Comment
The title and the introduction of this talk refer to an experiment, which the French physicist Louis Dunoyer conducted in 1911. In this experiment, which confirmed an important hypothesis of the kinetic theory of gases, he demonstrated that sodium atoms behave like a stream of particles (and not like a hydrodynamic stream) when they travel through a vacuum. They form a molecular beam that produces a sharp shadow of an obstacle placed in their way. Subsequently, working with molecular beams became a fruitful method of experimental physics. In this lecture, as he admits close to its end, Rabi guides his audience “only half way through the history of molecular beams”, however. Yet this does not diminish the quality of this lecture – quite the contrary! Focusing on praising Otto Stern, who had received the Nobel Prize in Physics 1943, and on describing his own reminiscences as a “wandering American” post-doc in Europe, he composes a colorful personal view of the history of physics in the 1920s.
Rabi’s lecture is a reverence for Otto Stern. “The reason I am giving this talk is to a great degree in remembrance of this very great German physicist, who unfortunately had to leave his country and its culture.” Rabi explains the discovery of space quantization by Otto Stern and Walther Gerlach in their famous experiment in February 1922, in which they sent a molecular beam of silver atoms in a vacuum through a very inhomogeneous magnetic field and realized that the beam was split in two parts. “This experiment more than almost anyone displays for you the miracle of the laws of nature, now we can call it quantum mechanics, that somehow in all this separation occurs”, Rabi says and goes on to give an account of Stern’s further achievements, which laid the foundation not only for the development of nuclear magnetic resonance spectroscopy. Stern’s surprising results for the magnetic moment, for example, “showed that the proton was far from being elementary in the sense that the electron is but must have a structure of some mysterious kind”. Between 1926 and 1933, Otto Stern applied the molecular beams method “to illuminate problems of the most fundamental nature” and published the results in “one of the most brilliant series of papers, which has occurred in the history of experimental physics”, says Rabi, namely Untersuchungen zu Molekularstrahlen in Zeitschrift für Physik. “They go from 1 to 30”, he recalls. “I had the honor being Nr. 12”.

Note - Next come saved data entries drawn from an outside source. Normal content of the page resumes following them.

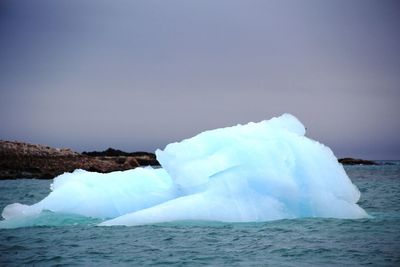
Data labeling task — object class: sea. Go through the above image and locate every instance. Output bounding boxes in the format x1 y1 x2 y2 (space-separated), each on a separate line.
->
0 162 399 266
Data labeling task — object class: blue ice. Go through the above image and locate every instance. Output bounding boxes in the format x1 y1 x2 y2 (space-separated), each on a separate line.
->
1 114 367 227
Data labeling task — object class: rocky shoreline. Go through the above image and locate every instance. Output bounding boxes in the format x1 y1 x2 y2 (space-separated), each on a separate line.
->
337 157 377 165
0 140 378 179
0 140 159 179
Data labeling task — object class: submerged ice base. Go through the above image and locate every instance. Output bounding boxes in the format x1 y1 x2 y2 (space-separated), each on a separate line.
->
1 114 368 228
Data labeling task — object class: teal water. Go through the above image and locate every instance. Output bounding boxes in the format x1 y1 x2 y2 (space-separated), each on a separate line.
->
1 163 399 266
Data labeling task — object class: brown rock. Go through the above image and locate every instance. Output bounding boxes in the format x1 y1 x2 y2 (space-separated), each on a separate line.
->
0 140 158 179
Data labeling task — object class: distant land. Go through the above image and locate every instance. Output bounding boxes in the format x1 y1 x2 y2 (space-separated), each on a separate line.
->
337 157 376 165
0 140 159 179
0 140 377 179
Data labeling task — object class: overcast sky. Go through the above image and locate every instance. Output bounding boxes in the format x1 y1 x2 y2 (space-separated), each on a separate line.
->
0 0 399 159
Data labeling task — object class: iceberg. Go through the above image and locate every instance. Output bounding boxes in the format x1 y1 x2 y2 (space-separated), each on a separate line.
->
0 114 368 228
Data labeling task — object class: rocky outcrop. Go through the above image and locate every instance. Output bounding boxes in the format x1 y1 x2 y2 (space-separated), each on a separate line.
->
0 141 160 179
338 157 377 165
82 148 159 166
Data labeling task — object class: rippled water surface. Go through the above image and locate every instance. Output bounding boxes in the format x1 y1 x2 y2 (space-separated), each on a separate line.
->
1 163 399 266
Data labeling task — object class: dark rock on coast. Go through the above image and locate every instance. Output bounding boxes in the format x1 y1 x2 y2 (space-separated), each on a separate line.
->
82 148 159 166
0 140 160 179
338 157 377 165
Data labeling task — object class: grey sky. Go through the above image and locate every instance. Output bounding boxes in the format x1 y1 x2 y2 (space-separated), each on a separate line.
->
0 0 399 159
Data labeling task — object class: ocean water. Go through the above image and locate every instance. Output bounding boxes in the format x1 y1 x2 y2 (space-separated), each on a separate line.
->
1 162 399 266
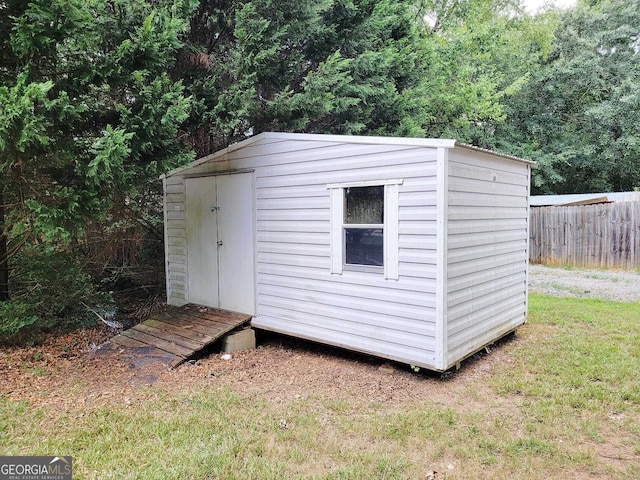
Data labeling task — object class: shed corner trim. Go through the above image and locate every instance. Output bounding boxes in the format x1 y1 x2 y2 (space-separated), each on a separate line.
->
434 146 449 370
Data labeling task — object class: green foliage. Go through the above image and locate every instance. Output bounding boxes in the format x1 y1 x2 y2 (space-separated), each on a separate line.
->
0 302 39 339
88 126 135 186
490 0 640 193
0 246 112 342
0 75 54 157
416 0 558 144
180 0 435 155
418 1 509 138
0 0 196 339
416 0 640 194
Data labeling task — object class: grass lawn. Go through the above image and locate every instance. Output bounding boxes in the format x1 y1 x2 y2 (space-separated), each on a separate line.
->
1 293 639 479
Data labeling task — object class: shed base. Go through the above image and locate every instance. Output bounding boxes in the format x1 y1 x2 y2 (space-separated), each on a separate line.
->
222 328 256 353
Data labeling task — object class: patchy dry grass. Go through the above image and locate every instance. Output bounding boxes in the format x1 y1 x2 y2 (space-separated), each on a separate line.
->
1 294 639 479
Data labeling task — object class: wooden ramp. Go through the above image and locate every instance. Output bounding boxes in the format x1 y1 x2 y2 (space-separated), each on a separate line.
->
108 305 252 368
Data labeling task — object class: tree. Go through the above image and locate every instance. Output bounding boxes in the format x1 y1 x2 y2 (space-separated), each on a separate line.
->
1 0 523 338
0 0 195 337
177 0 436 157
492 0 640 193
414 0 558 144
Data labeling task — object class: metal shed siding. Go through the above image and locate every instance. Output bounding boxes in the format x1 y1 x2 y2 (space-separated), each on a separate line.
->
252 141 439 367
445 147 530 366
165 136 440 367
164 175 188 306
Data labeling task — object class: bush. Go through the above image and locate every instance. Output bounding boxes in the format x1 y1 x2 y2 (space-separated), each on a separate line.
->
0 301 39 339
0 246 113 344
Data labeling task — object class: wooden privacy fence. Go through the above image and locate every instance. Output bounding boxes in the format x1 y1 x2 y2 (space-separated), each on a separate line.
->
529 201 640 268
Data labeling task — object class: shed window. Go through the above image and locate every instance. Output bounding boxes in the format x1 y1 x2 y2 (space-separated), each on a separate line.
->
328 179 402 279
344 186 384 266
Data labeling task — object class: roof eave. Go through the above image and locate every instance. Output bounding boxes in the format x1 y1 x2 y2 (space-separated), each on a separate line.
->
160 133 536 179
454 142 538 168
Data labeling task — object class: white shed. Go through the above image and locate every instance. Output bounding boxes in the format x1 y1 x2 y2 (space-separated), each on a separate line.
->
161 132 535 371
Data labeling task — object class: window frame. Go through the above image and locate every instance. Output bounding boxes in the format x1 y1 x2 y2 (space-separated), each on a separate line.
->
327 179 402 280
344 184 384 268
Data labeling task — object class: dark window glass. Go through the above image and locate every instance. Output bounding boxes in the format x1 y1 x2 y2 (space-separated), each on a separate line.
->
345 228 384 266
345 186 384 224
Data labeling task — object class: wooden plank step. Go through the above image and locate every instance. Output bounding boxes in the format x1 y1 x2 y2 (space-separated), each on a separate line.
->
120 329 191 358
111 335 147 348
144 319 219 343
180 310 246 326
153 311 238 331
182 306 251 325
170 314 246 333
148 317 233 339
131 323 207 351
102 305 253 369
172 311 237 326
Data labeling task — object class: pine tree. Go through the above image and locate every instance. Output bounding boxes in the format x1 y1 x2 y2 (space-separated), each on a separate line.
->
177 0 433 157
0 0 196 337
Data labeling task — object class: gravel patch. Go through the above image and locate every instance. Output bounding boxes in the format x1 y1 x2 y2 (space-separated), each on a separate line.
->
529 263 640 302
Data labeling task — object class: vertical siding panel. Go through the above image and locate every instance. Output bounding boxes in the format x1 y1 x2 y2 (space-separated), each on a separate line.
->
164 175 187 306
435 147 448 370
384 183 400 280
329 187 343 274
163 178 170 303
524 176 530 329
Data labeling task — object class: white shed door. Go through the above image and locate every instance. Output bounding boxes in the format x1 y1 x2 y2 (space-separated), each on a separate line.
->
185 176 219 307
185 173 255 315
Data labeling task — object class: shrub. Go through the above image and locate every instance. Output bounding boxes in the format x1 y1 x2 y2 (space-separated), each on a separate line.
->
0 246 113 344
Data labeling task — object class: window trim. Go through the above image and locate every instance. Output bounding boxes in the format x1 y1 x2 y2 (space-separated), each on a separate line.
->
326 179 404 189
328 179 402 280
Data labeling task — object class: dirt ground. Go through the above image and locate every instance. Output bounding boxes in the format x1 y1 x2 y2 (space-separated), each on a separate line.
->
0 323 509 411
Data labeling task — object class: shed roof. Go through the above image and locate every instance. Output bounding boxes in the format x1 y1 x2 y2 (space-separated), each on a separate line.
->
161 132 536 179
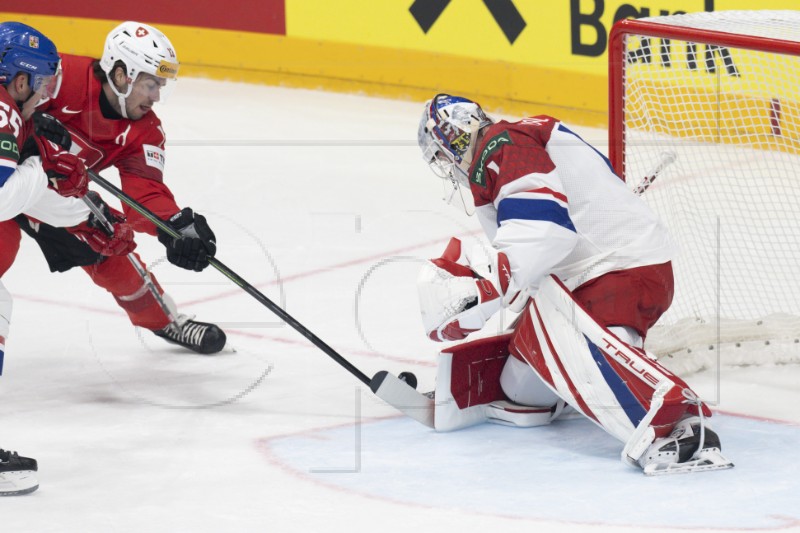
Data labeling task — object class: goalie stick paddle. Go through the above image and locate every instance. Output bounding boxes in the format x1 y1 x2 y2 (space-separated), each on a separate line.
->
86 169 434 427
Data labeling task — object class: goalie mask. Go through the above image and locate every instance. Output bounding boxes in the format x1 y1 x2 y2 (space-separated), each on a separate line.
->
418 94 492 188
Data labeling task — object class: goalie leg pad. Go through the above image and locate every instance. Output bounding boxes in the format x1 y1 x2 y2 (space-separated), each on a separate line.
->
434 334 555 431
509 275 701 447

Rabi’s paper was a result of his work as a post-graduate student in Stern’s lab in 1928. “I had some idea of an experiment and Stern invited me to do”. In the year before, he had obtained his Ph.D. at Columbia University. “I had read with tremendous excitement the theoretical papers which were coming out at that time, de Broglie, Heisenberg, Schrödinger, Dirac, and I felt I had to come to Europe which was the source of all this knowledge and inspiration”, Rabi remembers. “In the United States the only people who had read papers of quantum mechanics were the graduate students but none of the professors “. A “small fellowship” gave him the opportunity to study in Europe for two years. It is both interesting and entertaining to listen to Rabi’s description of his two years in Zürich, Munich, Copenhagen, Hamburg and Leipzig, including his encouraging encounters with all the big shots. His lecture vividly evokes the atmosphere of a time when still a “certain sense of brotherhood” existed amongst physicists. His memories depict how easy it once was for a young man who was “not known at all in the centers of learning to come in on his own and join the community”. About his own Nobel Prize winning work, the invention of the magnetic resonance method, Rabi speaks only very briefly in this lecture and presents his research in noble modesty: “I did carry on some of the work that was started by Otto Stern.”